There are substitutes out there, but they require a lot more thought and precision. The biggest challenge is taste. Usually other flours have a different flavor that can radically alter the final product. A great example is using rye flour to bake bread. The end result is a much earthier and bitter product. The second hurdle is texture and color. Most other flours give a different texture to the final product. Rice flour can make the product seem grainy. On the color side, all other flours have different colors and often must be modified in some way to make the food look edible. I've read things like using turmeric to recolor the flour.

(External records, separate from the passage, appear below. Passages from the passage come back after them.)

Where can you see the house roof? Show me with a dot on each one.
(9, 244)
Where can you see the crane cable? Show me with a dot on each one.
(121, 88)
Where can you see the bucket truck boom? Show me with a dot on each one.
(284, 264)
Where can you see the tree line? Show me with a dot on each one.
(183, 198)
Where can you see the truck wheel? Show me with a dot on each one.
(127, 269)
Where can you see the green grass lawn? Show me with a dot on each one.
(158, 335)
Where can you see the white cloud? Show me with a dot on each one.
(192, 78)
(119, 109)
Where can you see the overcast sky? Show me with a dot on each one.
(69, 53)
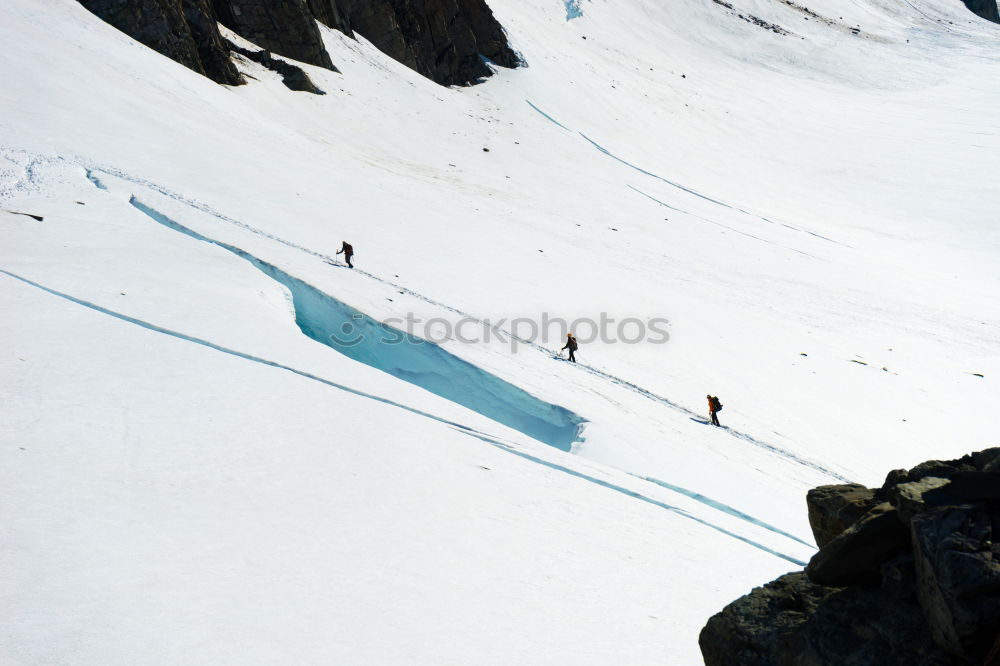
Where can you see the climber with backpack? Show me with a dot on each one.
(348, 251)
(571, 346)
(714, 407)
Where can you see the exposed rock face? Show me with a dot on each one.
(793, 621)
(287, 27)
(293, 77)
(984, 8)
(958, 575)
(445, 40)
(183, 30)
(915, 580)
(832, 509)
(858, 553)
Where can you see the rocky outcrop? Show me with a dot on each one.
(293, 77)
(832, 509)
(287, 27)
(448, 41)
(914, 580)
(183, 30)
(986, 9)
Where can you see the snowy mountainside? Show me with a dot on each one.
(189, 476)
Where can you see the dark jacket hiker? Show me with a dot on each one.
(571, 346)
(348, 251)
(714, 406)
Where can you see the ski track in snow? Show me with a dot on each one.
(91, 171)
(122, 175)
(329, 321)
(693, 192)
(493, 441)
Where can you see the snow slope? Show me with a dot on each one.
(188, 475)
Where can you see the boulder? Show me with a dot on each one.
(856, 556)
(832, 509)
(957, 558)
(792, 621)
(912, 497)
(986, 9)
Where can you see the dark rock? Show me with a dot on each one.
(832, 509)
(922, 580)
(293, 77)
(857, 555)
(794, 622)
(183, 30)
(986, 9)
(445, 40)
(287, 27)
(330, 13)
(944, 469)
(912, 497)
(899, 578)
(203, 22)
(957, 557)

The third problem in using substitute flours is the complexity of the mixes. What was once one ingredient quickly balloons into many because of the little tricks needed to achieve a similar final product. Typically substitute mixes require three or four different types of flour in varying combinations to maintain the color, texture, flavor character of the wheat. As a substitute for wheat gluten, it is often necessary to add some sort of starch or binding agent. Guar gum, xanthan gum, and potato starch are the most common. This addition also adds to the complexity in another way. Often the flours require different water contents than what is provided in the original recipe (they are more or less thirsty than wheat). This means that careful measurement of the liquid ingredients to get the right consistency is needed. Finally, there is the dilemma of using gums. Guar and xanthan gum are very tricky ingredients because a little goes a long way. Over or under measuring of these can make or break the final product, leading to flat dense pieces or giant oven eating blobs.

Now, it is possible to get away with buying gluten free flour and using the same recipe. The problem with this is that the product must be baked immediately and handled as if it were nitro-glycerin. The mixture becomes volatile and prone to collapse. Without careful and gentle stirring a dense piece of mush could come out of the oven. This solution generally works only for cookie mixtures that can be immediately baked. If the dough has to be cooled in a refrigerator, or if it is for something larger, all bets are off.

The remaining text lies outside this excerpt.